Q1.自チームの「強み」をゲームで発揮する方法はありますか?

鈴木 康友ヘッドコーチ(徳島インディゴソックス)

――攻撃・守備・走塁・投手力と自チームの強みは見つけられても、なかなかゲームでその強みを発揮できないことが多々高校野球ではあります。ゲームプランを立てる上での第一歩となると思われる強みをゲームで発揮できる方法があれば、教えてください。

鈴木 康友コーチ(以下、鈴木):自チームの特徴を知るということはすごく大事です。 例えば今年の徳島インディゴソックスは打撃のチーム、多少の失点をしても打者が打ってカバーしなければいけません。

 ですから、高校野球では無死一塁では送りバントをしますが、徳島では5回くらいまでは送りバントはあまりません。先に1点2点とっても重荷になることがあるので。ビッグイニングを作りたいので、まずは打っていかせる。その上で相手投手の出来が良いときは早めに対策をします。

――実際に相手投手がよい時の対策法はありますか?

鈴木:投手の特徴やクセを選手に伝え「魔法をかける」。その上で「信用しなさい」と。「打てなかったら俺のせいにしていいから」と伝え、プレッシャーを解いてあげます。

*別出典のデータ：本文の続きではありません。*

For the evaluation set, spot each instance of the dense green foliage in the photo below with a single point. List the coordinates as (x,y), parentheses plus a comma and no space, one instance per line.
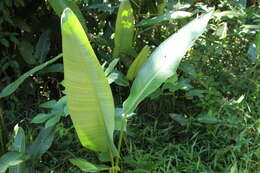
(204,119)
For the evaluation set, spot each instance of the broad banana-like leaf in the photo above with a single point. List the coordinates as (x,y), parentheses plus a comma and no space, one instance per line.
(60,5)
(124,31)
(138,63)
(90,100)
(164,61)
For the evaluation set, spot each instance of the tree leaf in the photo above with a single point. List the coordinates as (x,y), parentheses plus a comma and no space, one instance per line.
(138,63)
(164,61)
(41,117)
(26,50)
(125,28)
(42,143)
(207,119)
(49,104)
(11,159)
(14,85)
(222,30)
(90,100)
(43,46)
(170,15)
(87,166)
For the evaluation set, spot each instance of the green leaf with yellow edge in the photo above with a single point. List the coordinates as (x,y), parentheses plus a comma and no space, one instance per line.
(86,166)
(90,100)
(164,61)
(124,31)
(138,63)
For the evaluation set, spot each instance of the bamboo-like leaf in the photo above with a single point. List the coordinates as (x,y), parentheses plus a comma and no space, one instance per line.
(14,85)
(138,63)
(90,100)
(19,145)
(170,15)
(124,31)
(164,61)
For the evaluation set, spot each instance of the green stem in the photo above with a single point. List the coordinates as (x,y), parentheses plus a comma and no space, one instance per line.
(123,126)
(112,162)
(2,145)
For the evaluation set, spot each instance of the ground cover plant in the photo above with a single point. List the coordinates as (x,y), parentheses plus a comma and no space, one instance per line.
(204,118)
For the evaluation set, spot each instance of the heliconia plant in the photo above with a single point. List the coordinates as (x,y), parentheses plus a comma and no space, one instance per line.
(164,61)
(90,100)
(89,97)
(124,29)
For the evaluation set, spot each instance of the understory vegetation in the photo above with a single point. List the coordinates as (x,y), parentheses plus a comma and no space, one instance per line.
(202,117)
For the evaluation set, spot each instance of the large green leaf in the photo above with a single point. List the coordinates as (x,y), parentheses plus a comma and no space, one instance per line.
(11,159)
(60,5)
(90,100)
(42,143)
(138,63)
(14,85)
(124,29)
(164,61)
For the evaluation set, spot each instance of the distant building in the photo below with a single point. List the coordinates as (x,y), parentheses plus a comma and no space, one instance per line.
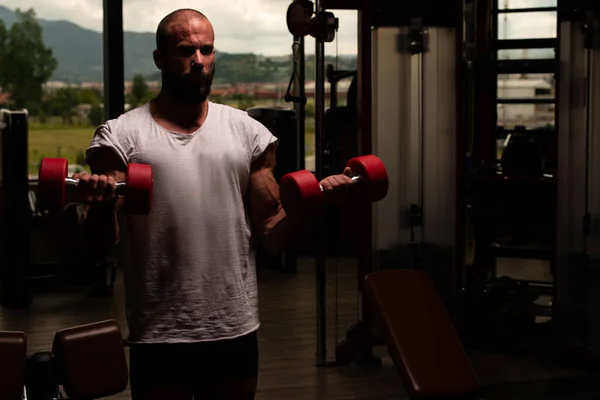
(526,114)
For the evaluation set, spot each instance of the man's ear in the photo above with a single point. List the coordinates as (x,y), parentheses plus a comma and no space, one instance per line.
(158,59)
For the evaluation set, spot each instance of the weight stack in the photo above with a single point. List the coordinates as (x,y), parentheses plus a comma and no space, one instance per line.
(281,122)
(15,214)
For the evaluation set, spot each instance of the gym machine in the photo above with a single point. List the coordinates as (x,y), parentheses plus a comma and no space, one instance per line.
(305,18)
(577,287)
(415,52)
(15,212)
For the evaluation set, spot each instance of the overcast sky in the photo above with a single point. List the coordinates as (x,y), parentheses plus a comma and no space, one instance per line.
(256,26)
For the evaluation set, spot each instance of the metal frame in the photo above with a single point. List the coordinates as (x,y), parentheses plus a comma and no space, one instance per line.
(578,191)
(114,59)
(15,235)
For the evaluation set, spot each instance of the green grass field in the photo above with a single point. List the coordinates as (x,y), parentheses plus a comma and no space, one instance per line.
(71,142)
(66,142)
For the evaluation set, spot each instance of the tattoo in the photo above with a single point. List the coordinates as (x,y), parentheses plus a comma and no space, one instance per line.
(268,159)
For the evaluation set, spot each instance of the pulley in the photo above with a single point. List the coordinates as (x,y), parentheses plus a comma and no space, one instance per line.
(302,21)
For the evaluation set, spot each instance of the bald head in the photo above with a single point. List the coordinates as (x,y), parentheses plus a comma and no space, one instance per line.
(164,32)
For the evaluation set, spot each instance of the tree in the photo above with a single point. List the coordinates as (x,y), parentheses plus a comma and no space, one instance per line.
(25,62)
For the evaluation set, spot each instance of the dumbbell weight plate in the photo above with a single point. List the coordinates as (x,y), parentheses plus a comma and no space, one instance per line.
(139,190)
(300,194)
(51,183)
(373,175)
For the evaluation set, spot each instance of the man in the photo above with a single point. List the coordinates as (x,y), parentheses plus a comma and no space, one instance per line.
(190,279)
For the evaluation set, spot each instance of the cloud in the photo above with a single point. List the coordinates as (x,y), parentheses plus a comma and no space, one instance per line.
(254,25)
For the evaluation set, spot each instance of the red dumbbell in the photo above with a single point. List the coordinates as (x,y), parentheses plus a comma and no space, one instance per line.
(302,195)
(137,190)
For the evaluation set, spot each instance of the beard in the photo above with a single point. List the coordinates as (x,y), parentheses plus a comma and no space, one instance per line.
(192,88)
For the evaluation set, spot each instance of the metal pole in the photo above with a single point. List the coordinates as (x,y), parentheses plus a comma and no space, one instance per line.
(300,107)
(319,148)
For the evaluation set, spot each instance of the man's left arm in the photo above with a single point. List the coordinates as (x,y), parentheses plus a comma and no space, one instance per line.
(269,221)
(274,228)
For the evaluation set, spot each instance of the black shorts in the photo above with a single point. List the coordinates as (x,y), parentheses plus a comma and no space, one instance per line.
(193,364)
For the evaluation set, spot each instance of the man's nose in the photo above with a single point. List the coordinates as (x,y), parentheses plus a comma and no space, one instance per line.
(198,59)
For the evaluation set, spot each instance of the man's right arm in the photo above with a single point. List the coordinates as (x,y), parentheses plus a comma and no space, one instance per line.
(97,190)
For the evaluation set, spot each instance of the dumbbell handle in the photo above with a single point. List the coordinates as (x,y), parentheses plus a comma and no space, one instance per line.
(355,178)
(74,182)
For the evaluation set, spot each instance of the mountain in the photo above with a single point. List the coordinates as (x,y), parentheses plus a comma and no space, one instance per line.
(79,55)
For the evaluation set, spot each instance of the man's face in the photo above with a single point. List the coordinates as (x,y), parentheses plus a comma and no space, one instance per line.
(188,61)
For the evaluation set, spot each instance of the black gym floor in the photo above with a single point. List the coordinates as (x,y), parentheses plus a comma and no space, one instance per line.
(287,340)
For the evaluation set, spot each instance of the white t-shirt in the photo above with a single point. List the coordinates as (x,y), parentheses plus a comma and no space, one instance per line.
(189,266)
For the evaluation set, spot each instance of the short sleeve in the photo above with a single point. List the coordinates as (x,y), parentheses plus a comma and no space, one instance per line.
(105,137)
(261,139)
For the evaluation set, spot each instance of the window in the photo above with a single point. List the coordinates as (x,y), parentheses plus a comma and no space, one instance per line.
(525,41)
(63,90)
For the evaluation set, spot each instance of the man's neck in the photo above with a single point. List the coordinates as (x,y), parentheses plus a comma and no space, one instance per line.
(164,106)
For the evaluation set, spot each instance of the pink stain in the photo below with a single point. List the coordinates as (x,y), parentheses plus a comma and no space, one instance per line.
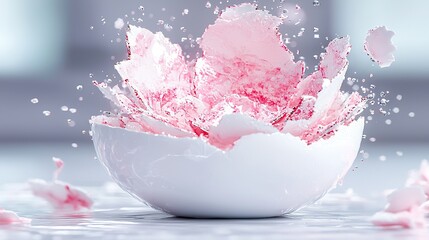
(9,217)
(245,68)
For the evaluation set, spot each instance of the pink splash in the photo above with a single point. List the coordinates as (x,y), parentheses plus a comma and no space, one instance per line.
(245,70)
(61,195)
(404,209)
(378,45)
(9,217)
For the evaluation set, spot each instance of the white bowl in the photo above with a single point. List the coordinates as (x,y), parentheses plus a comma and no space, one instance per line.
(263,175)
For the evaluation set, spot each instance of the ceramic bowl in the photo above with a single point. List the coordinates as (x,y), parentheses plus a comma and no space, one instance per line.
(263,175)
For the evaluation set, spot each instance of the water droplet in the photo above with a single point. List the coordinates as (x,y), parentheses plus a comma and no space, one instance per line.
(168,27)
(216,11)
(71,123)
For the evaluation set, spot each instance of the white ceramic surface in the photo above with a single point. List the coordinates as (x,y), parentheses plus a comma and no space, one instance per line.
(263,175)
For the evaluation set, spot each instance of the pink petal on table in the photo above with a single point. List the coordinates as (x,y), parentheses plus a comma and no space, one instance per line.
(9,217)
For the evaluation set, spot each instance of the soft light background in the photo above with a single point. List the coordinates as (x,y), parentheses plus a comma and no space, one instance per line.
(49,47)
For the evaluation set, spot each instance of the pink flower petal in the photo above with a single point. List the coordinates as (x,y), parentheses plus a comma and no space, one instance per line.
(60,195)
(234,126)
(379,47)
(245,69)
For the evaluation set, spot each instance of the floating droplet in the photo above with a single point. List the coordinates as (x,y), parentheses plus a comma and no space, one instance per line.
(395,110)
(71,123)
(168,27)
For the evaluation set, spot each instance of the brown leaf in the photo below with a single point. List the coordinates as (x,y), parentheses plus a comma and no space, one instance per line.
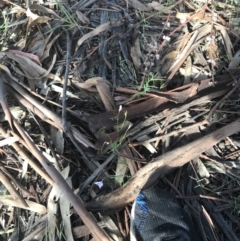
(103,88)
(138,5)
(33,57)
(31,69)
(82,17)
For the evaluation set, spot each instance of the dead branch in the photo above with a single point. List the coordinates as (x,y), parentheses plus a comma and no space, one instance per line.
(159,167)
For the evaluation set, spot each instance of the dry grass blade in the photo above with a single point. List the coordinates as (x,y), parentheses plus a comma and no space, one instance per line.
(103,88)
(159,167)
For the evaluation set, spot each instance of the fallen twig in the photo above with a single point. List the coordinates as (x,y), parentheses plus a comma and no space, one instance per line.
(159,167)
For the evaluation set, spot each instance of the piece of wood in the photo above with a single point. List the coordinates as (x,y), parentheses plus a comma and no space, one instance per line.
(159,167)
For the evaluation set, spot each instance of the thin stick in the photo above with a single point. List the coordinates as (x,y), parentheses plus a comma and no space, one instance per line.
(159,167)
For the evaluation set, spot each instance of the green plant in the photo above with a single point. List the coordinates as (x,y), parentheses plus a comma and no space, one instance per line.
(4,26)
(114,146)
(236,206)
(149,83)
(68,19)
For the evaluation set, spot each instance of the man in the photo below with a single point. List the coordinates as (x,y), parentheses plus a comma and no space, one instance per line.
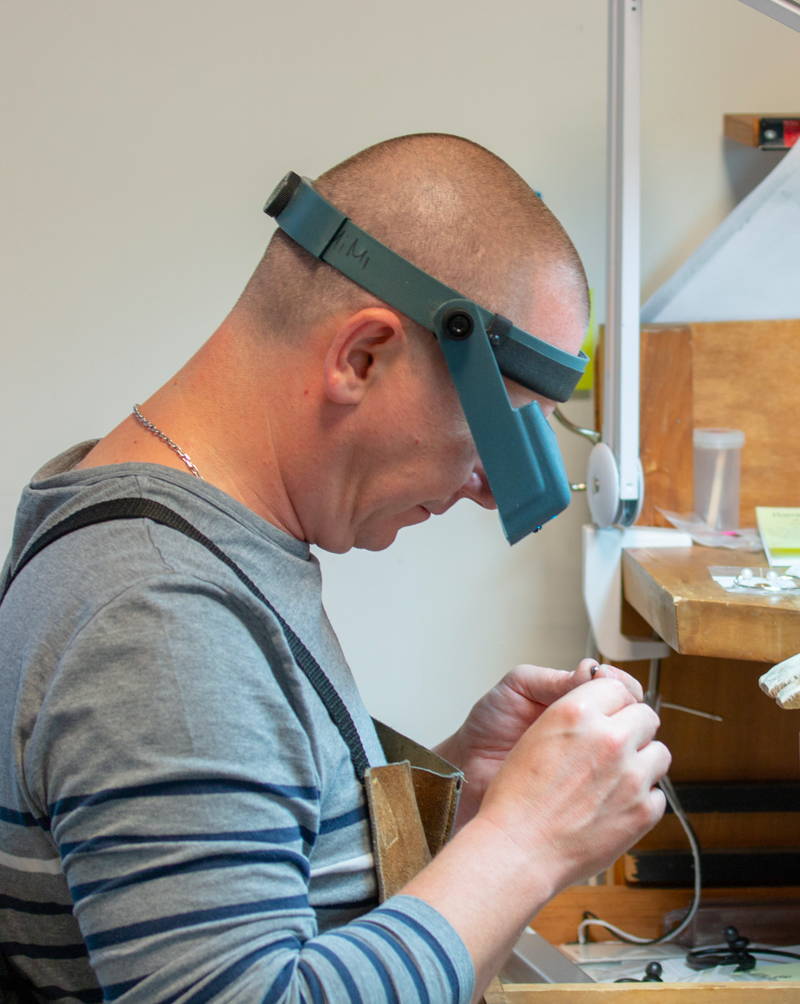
(181,816)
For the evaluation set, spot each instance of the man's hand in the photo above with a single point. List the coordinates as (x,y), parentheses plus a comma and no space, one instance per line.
(580,785)
(501,717)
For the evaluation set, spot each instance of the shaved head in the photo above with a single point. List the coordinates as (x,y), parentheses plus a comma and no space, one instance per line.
(449,206)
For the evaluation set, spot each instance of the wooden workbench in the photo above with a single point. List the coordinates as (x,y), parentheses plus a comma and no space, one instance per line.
(673,590)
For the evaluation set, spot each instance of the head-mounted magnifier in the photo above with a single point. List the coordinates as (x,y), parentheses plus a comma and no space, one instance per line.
(517,447)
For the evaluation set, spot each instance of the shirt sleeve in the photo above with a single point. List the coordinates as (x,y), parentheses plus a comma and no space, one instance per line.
(183,786)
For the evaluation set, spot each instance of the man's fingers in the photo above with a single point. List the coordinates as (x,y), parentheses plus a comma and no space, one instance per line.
(542,684)
(612,673)
(636,724)
(604,694)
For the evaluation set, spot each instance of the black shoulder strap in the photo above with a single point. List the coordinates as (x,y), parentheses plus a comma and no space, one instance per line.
(141,508)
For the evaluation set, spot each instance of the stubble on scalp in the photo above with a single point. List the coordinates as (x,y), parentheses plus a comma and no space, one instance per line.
(448,205)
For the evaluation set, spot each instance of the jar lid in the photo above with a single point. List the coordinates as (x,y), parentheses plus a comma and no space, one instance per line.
(719,439)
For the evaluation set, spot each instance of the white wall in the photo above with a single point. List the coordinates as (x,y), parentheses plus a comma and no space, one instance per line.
(141,140)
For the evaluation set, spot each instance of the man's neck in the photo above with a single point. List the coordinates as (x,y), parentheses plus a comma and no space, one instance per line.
(230,442)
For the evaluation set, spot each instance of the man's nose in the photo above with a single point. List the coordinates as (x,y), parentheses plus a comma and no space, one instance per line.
(476,487)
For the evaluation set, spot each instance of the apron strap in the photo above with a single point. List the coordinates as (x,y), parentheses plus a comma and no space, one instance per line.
(143,508)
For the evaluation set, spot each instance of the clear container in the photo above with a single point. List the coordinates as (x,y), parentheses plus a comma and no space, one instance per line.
(718,469)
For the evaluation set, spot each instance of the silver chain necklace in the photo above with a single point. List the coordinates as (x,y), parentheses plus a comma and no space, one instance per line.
(166,439)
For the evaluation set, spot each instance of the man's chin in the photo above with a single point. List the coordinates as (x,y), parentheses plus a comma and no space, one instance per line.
(378,538)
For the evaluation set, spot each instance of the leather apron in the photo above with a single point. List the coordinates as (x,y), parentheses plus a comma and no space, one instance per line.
(412,802)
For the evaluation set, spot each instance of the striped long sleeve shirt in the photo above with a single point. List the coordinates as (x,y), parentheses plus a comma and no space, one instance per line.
(180,819)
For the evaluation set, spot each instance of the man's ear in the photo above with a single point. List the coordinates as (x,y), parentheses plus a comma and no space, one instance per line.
(363,346)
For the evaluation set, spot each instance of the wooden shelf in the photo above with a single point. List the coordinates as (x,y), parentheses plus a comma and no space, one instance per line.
(673,590)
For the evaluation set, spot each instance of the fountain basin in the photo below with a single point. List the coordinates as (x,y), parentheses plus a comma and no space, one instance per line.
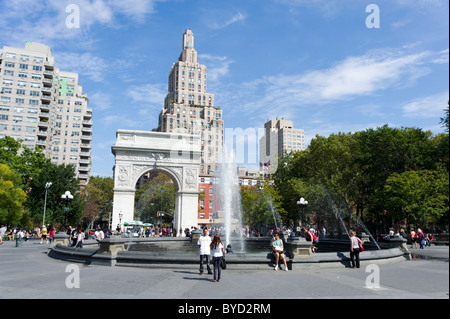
(184,254)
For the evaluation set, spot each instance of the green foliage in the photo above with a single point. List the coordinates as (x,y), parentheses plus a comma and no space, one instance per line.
(98,196)
(360,170)
(63,179)
(11,196)
(148,199)
(261,206)
(33,171)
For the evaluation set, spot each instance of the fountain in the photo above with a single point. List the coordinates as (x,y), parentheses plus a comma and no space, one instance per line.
(250,253)
(230,200)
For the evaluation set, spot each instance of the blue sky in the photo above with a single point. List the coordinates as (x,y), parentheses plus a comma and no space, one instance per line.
(314,62)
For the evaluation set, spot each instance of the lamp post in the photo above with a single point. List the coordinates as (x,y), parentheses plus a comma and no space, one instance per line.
(67,197)
(302,203)
(47,186)
(120,221)
(161,212)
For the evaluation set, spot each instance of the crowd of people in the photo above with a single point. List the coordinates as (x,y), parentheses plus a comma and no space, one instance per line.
(42,233)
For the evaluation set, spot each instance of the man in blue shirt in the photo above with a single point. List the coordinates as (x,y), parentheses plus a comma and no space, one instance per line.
(278,251)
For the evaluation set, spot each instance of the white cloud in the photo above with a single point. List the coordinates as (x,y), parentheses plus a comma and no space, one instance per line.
(100,101)
(353,77)
(426,107)
(45,21)
(216,24)
(85,64)
(148,93)
(218,66)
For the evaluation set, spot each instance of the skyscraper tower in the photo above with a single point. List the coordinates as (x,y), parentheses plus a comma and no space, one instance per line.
(188,108)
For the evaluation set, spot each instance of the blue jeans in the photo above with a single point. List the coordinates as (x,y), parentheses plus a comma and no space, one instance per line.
(202,257)
(217,269)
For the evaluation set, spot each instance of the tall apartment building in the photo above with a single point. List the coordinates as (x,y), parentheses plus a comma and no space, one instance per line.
(279,138)
(45,107)
(189,108)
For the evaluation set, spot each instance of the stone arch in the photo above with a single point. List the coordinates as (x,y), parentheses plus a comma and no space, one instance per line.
(138,152)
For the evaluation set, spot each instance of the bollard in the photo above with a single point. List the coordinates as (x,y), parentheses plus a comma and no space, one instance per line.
(19,242)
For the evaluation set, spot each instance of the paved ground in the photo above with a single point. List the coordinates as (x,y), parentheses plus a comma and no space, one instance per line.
(28,273)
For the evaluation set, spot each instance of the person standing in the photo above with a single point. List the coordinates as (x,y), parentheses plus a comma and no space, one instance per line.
(204,243)
(51,233)
(217,254)
(354,249)
(278,251)
(420,238)
(80,239)
(44,234)
(413,239)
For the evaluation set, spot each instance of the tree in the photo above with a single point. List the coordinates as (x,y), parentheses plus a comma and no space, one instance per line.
(98,196)
(419,196)
(63,179)
(444,120)
(148,199)
(27,163)
(11,196)
(261,205)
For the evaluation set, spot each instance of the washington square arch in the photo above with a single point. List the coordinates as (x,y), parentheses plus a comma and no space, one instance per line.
(176,155)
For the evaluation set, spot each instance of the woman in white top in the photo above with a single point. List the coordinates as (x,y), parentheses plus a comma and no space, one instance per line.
(217,252)
(354,249)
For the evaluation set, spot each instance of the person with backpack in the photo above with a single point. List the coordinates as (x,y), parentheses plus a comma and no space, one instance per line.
(355,249)
(217,254)
(310,236)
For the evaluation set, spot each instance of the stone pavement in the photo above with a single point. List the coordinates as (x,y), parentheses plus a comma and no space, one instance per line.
(28,273)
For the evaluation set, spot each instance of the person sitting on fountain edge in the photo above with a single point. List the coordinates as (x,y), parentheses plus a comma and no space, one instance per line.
(278,251)
(204,243)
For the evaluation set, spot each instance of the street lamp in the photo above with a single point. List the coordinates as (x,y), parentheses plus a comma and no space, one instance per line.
(120,221)
(302,203)
(47,186)
(161,212)
(67,196)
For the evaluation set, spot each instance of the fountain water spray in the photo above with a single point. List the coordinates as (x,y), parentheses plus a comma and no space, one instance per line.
(230,199)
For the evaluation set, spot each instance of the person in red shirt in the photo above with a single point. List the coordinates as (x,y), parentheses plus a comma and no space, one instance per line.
(310,236)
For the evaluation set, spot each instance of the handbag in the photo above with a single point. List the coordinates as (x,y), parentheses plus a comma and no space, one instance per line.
(223,264)
(361,248)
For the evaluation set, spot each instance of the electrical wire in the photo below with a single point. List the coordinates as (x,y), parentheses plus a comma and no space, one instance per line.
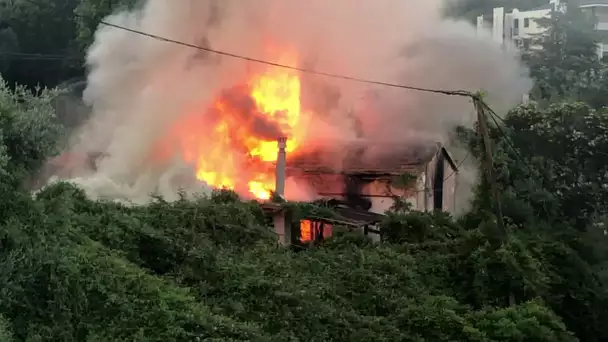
(463,93)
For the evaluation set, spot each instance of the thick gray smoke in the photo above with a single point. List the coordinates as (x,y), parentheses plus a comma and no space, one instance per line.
(139,87)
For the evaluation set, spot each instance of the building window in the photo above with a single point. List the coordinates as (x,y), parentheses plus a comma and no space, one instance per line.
(311,231)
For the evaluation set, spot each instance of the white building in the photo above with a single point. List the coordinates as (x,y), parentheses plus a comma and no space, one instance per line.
(521,26)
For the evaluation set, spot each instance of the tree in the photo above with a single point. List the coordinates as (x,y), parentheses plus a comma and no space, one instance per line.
(563,60)
(91,12)
(45,30)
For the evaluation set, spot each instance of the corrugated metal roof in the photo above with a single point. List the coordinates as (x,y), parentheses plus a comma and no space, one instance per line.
(375,158)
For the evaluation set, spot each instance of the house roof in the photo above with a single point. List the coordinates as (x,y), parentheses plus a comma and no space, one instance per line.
(592,3)
(345,215)
(371,159)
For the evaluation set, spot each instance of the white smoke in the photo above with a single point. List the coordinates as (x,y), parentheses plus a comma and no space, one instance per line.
(139,86)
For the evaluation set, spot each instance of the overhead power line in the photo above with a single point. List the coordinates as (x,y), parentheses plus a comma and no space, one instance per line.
(310,71)
(463,93)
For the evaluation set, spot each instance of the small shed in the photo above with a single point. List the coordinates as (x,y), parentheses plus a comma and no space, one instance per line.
(313,229)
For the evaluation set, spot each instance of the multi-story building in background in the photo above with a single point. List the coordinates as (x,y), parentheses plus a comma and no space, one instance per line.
(521,26)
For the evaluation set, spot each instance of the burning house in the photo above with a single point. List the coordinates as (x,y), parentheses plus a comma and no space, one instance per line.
(373,176)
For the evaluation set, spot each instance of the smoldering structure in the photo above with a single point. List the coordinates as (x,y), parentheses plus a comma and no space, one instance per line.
(167,117)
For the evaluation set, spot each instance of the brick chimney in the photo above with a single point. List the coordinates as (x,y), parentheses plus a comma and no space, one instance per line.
(280,168)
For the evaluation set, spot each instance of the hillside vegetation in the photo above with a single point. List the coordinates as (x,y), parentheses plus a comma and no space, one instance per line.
(73,269)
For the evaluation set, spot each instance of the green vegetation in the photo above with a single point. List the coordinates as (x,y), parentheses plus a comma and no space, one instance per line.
(72,269)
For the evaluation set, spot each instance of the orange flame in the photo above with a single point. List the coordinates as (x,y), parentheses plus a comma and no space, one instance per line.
(225,148)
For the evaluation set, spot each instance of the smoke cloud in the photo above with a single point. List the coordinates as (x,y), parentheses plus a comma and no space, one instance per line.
(139,87)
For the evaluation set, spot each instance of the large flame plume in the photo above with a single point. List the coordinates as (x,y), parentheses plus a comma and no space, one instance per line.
(167,117)
(233,145)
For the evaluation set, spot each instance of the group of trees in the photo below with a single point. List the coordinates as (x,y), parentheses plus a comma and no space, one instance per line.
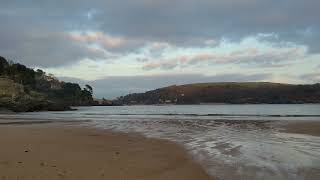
(233,93)
(52,88)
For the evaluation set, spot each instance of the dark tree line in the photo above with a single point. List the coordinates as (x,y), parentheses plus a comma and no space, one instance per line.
(39,81)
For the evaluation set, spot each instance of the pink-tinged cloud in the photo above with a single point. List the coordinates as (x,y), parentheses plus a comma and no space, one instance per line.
(272,57)
(99,38)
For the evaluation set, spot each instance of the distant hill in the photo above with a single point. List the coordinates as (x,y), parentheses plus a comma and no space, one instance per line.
(25,89)
(227,92)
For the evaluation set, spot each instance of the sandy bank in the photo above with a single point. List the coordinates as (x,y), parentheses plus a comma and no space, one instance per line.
(48,152)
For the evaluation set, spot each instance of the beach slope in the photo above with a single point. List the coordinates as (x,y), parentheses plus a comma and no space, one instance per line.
(44,151)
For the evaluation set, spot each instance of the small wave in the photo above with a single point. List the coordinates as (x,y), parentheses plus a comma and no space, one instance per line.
(181,114)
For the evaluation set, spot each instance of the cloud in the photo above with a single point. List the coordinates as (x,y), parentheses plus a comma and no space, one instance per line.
(115,86)
(311,77)
(249,51)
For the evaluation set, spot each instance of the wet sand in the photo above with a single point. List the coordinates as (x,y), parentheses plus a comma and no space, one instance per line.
(302,127)
(50,151)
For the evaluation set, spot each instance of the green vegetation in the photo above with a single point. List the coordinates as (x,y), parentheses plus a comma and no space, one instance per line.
(232,93)
(24,89)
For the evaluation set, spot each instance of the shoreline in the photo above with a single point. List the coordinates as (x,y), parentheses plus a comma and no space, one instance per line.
(61,151)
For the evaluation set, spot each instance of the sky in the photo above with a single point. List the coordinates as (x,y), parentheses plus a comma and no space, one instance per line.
(128,46)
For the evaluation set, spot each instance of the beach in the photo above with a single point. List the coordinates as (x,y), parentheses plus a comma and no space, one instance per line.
(55,151)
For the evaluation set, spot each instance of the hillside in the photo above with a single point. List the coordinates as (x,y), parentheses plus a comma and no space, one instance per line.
(229,92)
(25,89)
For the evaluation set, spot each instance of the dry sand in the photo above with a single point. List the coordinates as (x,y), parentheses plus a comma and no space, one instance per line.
(45,152)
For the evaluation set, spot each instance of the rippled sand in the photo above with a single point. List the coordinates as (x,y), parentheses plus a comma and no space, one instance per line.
(43,152)
(231,149)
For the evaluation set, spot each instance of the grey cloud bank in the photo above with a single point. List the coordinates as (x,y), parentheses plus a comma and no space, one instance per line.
(178,22)
(112,87)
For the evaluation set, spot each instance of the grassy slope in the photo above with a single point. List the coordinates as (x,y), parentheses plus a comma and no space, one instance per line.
(230,92)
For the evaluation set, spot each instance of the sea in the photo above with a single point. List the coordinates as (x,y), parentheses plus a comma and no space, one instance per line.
(229,141)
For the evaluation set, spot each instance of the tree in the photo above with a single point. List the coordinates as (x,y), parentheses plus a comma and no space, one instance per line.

 そして一軍は結果を出さなければいけないので、二軍とではコーチングが違う。「打てなかったら二軍に落とされる」という状況の選手がいる場合には気楽になる声かけをしてました。「一生懸命やってるんだから、神様がみてくれてるよ」と。そうしたら、それまで必死な顔していた選手がニコっと笑い、そして試合で打ったんですよ。

 守備は9割9分の世界ですが。打撃基本は10割中7割失敗ですから。そのときのため、十人十色の性格を把握して、かける言葉を用意しておきます。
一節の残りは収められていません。